Strasbourg, 10 October 1997 (RFE/RL) - This morning's opening session of the Council of Europe's summit meeting featured plenty of high praise for the organization's achievements since the collapse of European communism.
Most speakers underlined the Council's success in admitting 16 Central and East European reforming nations since 1990. Few mentioned the wars and civil strife Europe had experienced during the same period or the problems the Council had in maintaining its own democratic and human-rights standards while almost doubling its membership in six years,
French President Jacques Chirac, who is hosting the two-day meeting, set the prevailing tone by calling the Council "a symbol of our continent's rediscovered unity." Chirac said the organization was now an essential instrument for anchoring democracy and for promoting human rights throughout Europe.
German Chancellor Helmut Kohl later spoke of what he called the Council's "enormous contribution" to European integration. He said that "we've made a huge step forward" in breaking down the barriers between the Western and Eastern halves of the continent. Today, said Kohl, the Council's contribution to what he called the "common European home" was more important than ever before.

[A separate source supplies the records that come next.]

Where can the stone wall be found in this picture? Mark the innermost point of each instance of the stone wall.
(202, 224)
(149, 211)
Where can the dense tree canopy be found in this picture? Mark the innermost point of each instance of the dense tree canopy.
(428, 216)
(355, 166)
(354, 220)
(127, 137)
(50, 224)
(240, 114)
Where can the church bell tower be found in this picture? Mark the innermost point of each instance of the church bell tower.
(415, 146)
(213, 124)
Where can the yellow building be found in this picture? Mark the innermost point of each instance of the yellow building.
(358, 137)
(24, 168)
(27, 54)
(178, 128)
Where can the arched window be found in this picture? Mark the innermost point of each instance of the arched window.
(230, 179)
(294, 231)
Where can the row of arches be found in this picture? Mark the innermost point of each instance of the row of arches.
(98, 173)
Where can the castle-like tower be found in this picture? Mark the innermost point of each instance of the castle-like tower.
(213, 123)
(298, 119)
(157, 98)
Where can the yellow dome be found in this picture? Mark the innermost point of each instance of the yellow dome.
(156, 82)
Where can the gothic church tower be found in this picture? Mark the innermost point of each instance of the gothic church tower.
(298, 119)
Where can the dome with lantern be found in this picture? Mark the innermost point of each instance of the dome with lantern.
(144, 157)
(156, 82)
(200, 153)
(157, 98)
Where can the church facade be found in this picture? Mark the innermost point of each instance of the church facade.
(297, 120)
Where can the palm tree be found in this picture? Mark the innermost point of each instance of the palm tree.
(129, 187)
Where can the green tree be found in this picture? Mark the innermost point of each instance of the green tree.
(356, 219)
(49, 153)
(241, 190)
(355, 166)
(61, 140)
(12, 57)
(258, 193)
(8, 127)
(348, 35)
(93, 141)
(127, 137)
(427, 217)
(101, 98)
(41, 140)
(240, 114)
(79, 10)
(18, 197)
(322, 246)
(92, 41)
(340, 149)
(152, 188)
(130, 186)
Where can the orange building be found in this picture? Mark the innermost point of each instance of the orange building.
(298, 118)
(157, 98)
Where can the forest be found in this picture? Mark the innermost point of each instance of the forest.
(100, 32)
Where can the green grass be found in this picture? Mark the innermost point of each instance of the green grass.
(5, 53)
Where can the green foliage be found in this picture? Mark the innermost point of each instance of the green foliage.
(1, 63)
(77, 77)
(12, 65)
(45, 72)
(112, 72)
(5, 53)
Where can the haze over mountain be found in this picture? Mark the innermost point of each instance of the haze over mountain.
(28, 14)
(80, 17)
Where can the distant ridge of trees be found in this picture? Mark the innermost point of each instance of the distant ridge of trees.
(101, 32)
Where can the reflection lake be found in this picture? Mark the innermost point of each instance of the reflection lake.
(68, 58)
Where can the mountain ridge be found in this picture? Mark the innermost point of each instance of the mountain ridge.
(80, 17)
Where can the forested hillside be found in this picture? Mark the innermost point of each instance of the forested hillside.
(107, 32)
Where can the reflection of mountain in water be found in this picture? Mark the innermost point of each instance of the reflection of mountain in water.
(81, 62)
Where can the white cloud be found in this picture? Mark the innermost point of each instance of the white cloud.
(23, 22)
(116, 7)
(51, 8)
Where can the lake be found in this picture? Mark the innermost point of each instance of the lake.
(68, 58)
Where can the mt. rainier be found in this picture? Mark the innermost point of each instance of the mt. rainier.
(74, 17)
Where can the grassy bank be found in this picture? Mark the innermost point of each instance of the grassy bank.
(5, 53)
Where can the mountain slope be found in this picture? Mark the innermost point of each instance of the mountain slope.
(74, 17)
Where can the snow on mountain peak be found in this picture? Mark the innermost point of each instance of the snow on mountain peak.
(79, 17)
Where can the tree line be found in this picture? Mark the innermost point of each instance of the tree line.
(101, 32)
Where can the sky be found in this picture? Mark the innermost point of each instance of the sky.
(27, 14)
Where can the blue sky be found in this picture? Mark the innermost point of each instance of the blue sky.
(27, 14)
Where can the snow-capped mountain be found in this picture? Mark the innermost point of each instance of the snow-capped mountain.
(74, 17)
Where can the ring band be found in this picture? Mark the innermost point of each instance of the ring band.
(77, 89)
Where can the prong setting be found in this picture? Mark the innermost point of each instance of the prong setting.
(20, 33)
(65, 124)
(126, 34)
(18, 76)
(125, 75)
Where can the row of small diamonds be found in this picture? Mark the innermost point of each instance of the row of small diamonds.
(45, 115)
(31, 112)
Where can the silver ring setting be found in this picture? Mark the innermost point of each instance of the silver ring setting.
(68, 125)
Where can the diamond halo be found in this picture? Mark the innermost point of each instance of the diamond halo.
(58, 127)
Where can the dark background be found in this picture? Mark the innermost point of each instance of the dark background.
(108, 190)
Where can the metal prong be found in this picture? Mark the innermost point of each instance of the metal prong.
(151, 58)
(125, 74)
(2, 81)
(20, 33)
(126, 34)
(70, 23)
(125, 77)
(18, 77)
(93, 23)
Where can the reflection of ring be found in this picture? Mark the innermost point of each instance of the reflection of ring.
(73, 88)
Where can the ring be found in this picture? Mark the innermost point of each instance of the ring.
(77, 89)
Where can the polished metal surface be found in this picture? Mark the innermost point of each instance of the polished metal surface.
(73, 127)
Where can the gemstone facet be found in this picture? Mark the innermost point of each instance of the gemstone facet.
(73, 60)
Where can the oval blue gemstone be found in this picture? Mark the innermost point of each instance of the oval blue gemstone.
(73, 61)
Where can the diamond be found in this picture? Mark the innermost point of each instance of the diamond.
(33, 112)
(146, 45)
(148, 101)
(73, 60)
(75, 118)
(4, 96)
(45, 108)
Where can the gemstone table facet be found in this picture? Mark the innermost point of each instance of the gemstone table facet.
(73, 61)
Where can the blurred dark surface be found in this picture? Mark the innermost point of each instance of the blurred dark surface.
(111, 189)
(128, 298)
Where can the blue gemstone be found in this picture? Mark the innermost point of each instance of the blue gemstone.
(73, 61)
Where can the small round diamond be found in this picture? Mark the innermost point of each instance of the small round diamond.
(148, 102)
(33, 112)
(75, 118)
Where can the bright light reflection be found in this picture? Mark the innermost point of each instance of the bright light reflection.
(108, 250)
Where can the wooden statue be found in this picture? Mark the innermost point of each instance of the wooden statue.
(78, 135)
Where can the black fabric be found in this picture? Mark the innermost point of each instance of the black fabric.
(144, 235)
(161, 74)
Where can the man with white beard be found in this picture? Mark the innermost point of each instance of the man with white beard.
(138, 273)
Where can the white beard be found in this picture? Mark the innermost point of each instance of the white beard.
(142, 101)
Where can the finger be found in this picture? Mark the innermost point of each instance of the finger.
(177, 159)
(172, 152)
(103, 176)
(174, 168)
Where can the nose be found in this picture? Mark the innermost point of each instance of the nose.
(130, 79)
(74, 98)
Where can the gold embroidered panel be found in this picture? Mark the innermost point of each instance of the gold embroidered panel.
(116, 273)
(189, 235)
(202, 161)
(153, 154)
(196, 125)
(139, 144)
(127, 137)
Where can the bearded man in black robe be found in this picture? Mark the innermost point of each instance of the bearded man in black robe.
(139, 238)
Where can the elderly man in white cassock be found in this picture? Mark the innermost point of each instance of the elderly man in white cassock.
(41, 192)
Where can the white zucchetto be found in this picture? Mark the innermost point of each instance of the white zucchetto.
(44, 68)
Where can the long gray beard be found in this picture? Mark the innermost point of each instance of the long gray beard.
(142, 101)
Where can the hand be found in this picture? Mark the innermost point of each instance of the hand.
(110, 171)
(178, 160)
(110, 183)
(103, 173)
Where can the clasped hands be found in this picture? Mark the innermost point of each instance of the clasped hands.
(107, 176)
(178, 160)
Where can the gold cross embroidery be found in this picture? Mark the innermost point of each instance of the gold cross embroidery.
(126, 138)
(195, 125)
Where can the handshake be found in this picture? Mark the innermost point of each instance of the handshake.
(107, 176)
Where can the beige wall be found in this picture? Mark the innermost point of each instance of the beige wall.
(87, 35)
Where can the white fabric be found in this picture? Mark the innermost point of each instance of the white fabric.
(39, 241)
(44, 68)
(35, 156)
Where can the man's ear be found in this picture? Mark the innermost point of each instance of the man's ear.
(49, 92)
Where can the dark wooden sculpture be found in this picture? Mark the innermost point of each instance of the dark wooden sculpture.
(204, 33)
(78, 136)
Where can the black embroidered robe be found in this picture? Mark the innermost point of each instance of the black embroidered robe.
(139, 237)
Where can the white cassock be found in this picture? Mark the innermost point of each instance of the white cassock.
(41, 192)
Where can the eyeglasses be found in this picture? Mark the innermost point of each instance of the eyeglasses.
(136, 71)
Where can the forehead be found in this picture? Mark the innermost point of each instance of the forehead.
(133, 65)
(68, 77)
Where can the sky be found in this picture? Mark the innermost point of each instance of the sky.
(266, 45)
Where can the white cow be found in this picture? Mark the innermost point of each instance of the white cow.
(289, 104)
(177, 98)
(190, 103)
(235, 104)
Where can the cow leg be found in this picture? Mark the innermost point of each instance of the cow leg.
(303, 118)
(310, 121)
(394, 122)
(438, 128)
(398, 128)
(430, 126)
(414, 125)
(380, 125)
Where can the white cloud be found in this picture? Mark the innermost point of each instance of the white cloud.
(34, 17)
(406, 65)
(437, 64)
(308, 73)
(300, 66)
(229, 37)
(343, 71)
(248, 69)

Almost parenthetically, Kohl did mention the recent strife in Albania and the former Yugoslavia. Those examples, he said, showed that the Council's commitment to human rights was more important than ever before. That allowed him to call on the rulers of the former Yugoslavia to allow all refugees to return to their homes --a sensitive issue in Germany, which took in more Yugoslav refugees than any other Western country.

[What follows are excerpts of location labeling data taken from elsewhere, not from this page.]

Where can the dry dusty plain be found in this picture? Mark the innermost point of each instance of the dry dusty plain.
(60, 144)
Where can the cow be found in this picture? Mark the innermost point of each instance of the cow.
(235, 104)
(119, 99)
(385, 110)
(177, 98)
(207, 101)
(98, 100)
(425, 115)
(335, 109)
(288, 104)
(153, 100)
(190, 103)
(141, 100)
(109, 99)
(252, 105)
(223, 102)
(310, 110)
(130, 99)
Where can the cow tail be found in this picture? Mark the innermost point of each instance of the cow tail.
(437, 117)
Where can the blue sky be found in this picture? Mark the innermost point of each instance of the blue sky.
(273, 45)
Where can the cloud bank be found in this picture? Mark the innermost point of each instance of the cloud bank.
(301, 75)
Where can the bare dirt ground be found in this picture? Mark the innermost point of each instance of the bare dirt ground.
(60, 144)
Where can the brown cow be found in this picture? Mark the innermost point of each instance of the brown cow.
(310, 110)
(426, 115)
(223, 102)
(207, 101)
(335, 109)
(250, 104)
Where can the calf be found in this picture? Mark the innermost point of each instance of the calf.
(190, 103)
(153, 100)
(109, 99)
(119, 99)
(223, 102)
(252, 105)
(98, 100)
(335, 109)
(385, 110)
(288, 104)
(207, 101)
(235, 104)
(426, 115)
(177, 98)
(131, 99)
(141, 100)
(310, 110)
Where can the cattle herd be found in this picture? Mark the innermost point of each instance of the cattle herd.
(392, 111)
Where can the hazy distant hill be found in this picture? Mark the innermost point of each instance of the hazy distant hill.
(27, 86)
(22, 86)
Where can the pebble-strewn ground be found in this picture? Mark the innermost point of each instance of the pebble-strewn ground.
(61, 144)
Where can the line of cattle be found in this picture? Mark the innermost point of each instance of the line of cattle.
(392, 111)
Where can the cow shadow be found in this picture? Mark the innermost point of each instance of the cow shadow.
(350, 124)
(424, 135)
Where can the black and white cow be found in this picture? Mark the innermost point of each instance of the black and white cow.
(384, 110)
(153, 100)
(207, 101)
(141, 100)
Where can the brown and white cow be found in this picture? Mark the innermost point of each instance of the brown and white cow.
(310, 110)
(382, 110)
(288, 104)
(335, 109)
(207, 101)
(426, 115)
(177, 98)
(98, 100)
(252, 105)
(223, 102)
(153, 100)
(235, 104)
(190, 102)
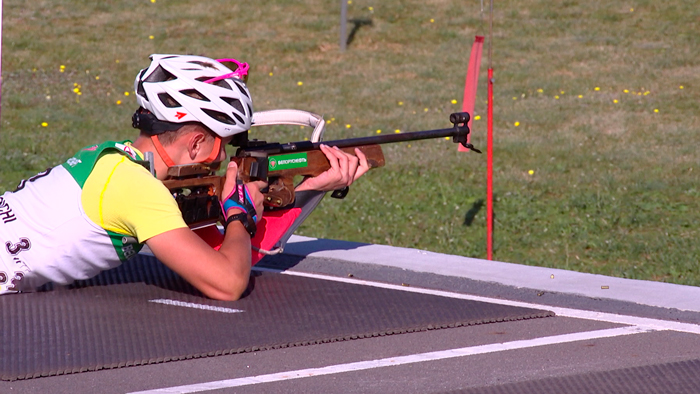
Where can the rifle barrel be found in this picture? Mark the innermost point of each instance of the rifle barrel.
(460, 133)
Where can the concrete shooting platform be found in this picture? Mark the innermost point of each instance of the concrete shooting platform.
(609, 335)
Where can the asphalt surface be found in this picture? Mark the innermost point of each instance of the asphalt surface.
(637, 324)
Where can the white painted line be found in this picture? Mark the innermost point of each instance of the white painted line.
(655, 324)
(402, 360)
(196, 306)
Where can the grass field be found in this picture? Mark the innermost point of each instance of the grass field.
(596, 113)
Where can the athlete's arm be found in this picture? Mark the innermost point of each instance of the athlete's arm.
(222, 274)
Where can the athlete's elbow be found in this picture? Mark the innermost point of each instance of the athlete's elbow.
(228, 291)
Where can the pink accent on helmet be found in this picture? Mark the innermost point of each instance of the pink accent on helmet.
(240, 72)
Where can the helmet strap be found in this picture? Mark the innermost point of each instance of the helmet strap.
(169, 162)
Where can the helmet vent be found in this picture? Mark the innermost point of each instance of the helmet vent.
(219, 116)
(203, 64)
(160, 75)
(242, 89)
(194, 94)
(235, 103)
(139, 86)
(220, 83)
(168, 101)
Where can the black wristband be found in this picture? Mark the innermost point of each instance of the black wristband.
(246, 220)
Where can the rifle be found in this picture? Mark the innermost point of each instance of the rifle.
(198, 191)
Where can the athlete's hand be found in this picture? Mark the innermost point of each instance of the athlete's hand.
(253, 194)
(345, 169)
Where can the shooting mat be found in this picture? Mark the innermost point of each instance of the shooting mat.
(143, 313)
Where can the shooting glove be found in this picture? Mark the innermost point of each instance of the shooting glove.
(240, 198)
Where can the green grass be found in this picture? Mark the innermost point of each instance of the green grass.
(615, 187)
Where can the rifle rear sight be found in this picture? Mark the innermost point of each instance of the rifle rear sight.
(458, 132)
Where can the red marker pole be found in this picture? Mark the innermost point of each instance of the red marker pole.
(489, 169)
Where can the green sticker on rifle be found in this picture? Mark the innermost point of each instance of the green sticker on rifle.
(286, 162)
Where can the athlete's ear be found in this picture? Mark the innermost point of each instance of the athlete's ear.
(195, 143)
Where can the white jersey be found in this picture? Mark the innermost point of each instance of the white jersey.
(46, 235)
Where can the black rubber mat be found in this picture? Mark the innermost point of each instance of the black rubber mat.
(672, 378)
(141, 313)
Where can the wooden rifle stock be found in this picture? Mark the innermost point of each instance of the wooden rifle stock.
(198, 191)
(280, 191)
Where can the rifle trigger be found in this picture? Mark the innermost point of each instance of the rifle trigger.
(340, 193)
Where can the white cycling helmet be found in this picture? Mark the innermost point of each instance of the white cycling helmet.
(178, 89)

British Prime Minister Tony Blair, who spoke after Kohl, also had kind words for the Council. The organization, Blair said, "has provided a yardstick for the former Communist countries as they develop modern, pluralistic, free and open societies. It has helped reduce tensions between communities and has demonstrated how the rights of ethnic minorities should be protected." Blair concluded: "The Council of Europe has room for congratulations..."
Just about the only one of this morning's 14 speakers to allow reality to temper his praise of the Council was Sweden's Daniel Tarschys, the organization's Secretary General. Tarschys spoke bluntly of what he called a "new sense of insecurity in Europe." He talked of recent "setbacks" in Albania, Bosnia and the Russian republic of Chechnya. He said that "poverty is always there (in Europe) --obsessively. More than ever, criminality scares Europeans. Corruption saps the legitimacy of our governments. Most recently," he went on, "we've seen demagogues transform latent ethnic conflicts into civil wars that led to veritable massacres."
But even Tarschys did not broach the subject of whether or not the Council had been too lenient in relaxing its democratic and human-rights standards while it admitted 16 former Communist countries. The subject is a hot one for members of the Council Secretariat, many of whom believe the organization did subvert its own standards. Thus, a few months ago Tarschys' deputy Peter Leuprecht of Austria took early retirement in order to protest what he said was the Council's undue leniency in granting memberships to Eastern nations that did not meet the Council's democratic criteria.
The subject could be raised later in the summit's discussions, but it is unlikely to concern the assembled leaders in Strasbourg for very long. They came here, it appears, to praise the Council, not to question it. European political realities could also, of course, intrude -- this afternoon, Russia's Boris Yeltsin is among the scheduled speakers. But it is already clear that self-congratulation will be a dominant theme in the Council of Europe's second summit. That's unfortunate for an organization that has done well in the recent past, but has yet to come to grips with the problems its success has created.